SPF stands for sun protection factor and is a measure of the protection against UV-B rays offered by a given sunscreen. The higher the SPF number, the greater the degree of protection. The number is calculated as the amount of UV radiation required to cause a sunburn with a user wearing the sunscreen as opposed to not wearing the sunscreen. However, the efficacy of any sunscreen depends on several variables, including the time at which a person is outside (more intense radiation occurs between 10am-3pm); the type of skin a person has (lighter-skinned individuals require much less UV radiation to burn than those with darker skin); and the amount of sunscreen applied (in general, the average adult in a bathing suit needs 1-2 oz of sunscreen to cover the body appropriately which means that the standard 12 oz bottle should only last for 6-8 uses!).

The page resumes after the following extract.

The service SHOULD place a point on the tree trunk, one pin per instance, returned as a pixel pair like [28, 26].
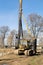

You are absolutely correct that as a person with pale skin you are at higher risk for sun damage. In general, to protect the health of your skin and minimize your risk of skin cancer, it is recommended to stay out of the sun between the hours of 10am-3pm when UV radiation is at its most intense. If you do have to be in the sun, wearing a wide-brimmed hat and a cover-up is a good idea. A sunscreen with a high SPF and protection against both UV-A and UV-B rays--and applied liberally--is also strongly recommended.
Questions about skin health or about worrisome skin findings should always be discussed with you primary care physician
. He or she can discuss strategies to protect your skin and be sure to conduct regular skin exams.